Jones Sings the Pain of Payne...
(4 out of 5 stars)
"GEORGE JONES SINGS THE GREAT SONGS OF LEON PAYNE includes many tunes you will see on various Jones' compilations, such as "Blue Side of Lonesome" (which was a hit for Jim Reeves), "They'll Never Take Her Love From Me" (recorded by the mighty Hank, who also recorded Payne's "Lost Highway"), and "Take Me" (co-written by Payne with Jones and would later go on to be the first single from Jones and new wife Tammy Wynette years later). It's great that Hollywood has issued this record for it showcases George paying tribute to one of country music's great songwriters in his usual "I'll sing you a song with all my heart before I'm executed" manner.
Of special note here are some of the tear-jerking ballads that George sings as if his very life depends on it. There is the haunting "There's No Justice" and the typical "everything ain't right" country ballad "Things have Gone to Pieces." In another singer's hands this tune would have been laughable but Jones pulls it off, delivering one of his most bluesy vocals EVER. A big highlight of the record, though, is "Brothers of A Bottle," where Jones sings about the evils of women and the joys of getting loaded.

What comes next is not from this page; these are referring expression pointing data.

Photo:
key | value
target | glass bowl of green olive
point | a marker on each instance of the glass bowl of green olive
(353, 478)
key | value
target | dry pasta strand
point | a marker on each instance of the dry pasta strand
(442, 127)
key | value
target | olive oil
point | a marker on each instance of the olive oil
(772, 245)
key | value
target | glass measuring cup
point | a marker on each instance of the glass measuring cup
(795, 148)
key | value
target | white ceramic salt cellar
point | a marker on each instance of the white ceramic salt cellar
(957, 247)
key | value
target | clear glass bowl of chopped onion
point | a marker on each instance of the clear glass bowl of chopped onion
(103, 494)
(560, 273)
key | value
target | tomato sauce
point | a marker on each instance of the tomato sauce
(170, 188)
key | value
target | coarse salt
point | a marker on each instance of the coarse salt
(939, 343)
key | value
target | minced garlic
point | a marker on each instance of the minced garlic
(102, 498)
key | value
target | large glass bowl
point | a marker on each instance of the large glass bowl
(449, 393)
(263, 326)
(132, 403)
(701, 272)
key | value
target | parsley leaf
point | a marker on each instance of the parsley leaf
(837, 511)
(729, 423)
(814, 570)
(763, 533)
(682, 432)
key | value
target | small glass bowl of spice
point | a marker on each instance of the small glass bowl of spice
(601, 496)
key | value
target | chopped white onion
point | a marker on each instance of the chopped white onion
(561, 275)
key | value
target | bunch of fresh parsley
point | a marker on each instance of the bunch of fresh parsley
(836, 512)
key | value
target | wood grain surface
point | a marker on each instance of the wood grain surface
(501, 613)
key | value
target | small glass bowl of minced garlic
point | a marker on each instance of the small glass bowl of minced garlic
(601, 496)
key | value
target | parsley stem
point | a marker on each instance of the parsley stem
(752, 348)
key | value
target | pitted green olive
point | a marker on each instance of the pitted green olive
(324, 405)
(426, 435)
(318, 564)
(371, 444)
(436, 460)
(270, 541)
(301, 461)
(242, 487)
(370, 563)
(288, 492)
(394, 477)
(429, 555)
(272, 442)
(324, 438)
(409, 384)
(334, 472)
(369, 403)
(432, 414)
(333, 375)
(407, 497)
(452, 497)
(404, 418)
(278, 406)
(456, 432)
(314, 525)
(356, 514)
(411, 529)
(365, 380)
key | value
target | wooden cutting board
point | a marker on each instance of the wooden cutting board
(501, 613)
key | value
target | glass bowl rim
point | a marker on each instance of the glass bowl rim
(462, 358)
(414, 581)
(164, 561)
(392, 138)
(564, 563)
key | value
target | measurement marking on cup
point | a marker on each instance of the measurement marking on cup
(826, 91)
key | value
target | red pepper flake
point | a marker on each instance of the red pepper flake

There are some duds, such as "Let A Little Lovin' Come In," an upbeat novelty that sounds a bit silly now, and "The Selfishness Of Man," a would-be anthem about the sorry state of mankind which sounds odd coming from the hell-raising honky tonk legend. This is minor criticism, however. This LP is worth owning if for nothing else but the outstanding performance George gives on "Take Me," which exudes that elegant Lefty Frizzell influence which he built upon to achieve such a stunning vocal style. I'm happy I own it - you will be too."